The Urn is finally in place: Now All I Need is a Garden to Go With It.
I made the mistake (a couple of years ago) to take out a lawn and put in a drought tolerant garden instead.
Well, that wasn’t the mistake really. The mistake was not telling the Water District about it. You see, the Santa Clara Santa Valley Water District has a program whereby they pay you a rebate for every square foot of lawn you take out—as long as you replace it with something drought tolerant. Even if you document your lawn removal meticulously, the county doesn’t care. If they don’t get there and document your lawn before you remove it—they don’t pay you.So this time I did it right.
I called the Water District and a nice man named Henry came out to record some information about the lawn I’m removing, and to show me how to save water with the lawn that I’m not.
I’m taking out 1,500 square feet of lawn, which means they’ll give me a rebate of $1,500 for my new garden. He told me if I wanted to remove 500 more feet of my other lawn I could have $500 more.
The rules are simple. You must replace at least 100 square feet of high water landscape with a low water landscape. This landscape must be made up of plants from the approved list on their website. www.valleywater.org/Programs/Landscaping.aspx.

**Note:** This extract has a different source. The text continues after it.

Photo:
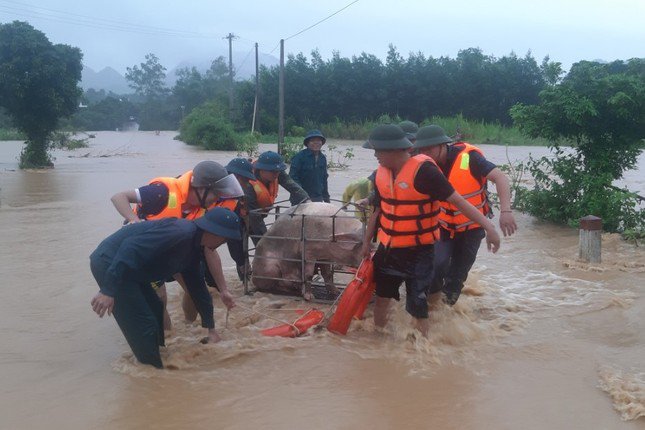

Step 1: Contact the Santa Clara Valley Water District and make an appointment for a nice man or woman to come to check your yard. He (or she) will measure and give you advice and then give you the paperwork for the next step, which includes an application for the rebate.
Step 2: Complete the application and send it to the Water District.
Step 3: You then have 90 days from the date of the application to complete the work. But remember—this Water District program lasts only as long as the money does. When it runs out, no more rebates. So, the sooner you complete your project the better.
Besides drought tolerant plants, you can also replace you lawn with permeable materials such as decomposed granite, gravel, or something similar that the water can penetrate.
All exposed soil must be covered with a minimum 2” layer of mulch. You may put a permeable weed barrier under the mulch but nothing non-permeable like plastic.
You cannot replace your landscape with any of the following:
concrete or non-permeable surfaces, lawn ornaments, hot tubs, pools, lawns, building extensions, retaining walls, high water use plants, sheds, trellises, playground materials, or fences.
The irrigation system must be a drip, soaker, bubbler, micro-spray, or underground system.
Labor, installation, construction costs, delivery charges and hauling are not covered by this rebate.
More information about the rebate requirements here is the website: www.valleywater.org/Programs/Landscaping.aspx.
Remember if you are going to replace your lawn with drought tolerant landscaping, check with your city, county or water district first to see if they have rebate programs.
In the meantime, you can look at my urn.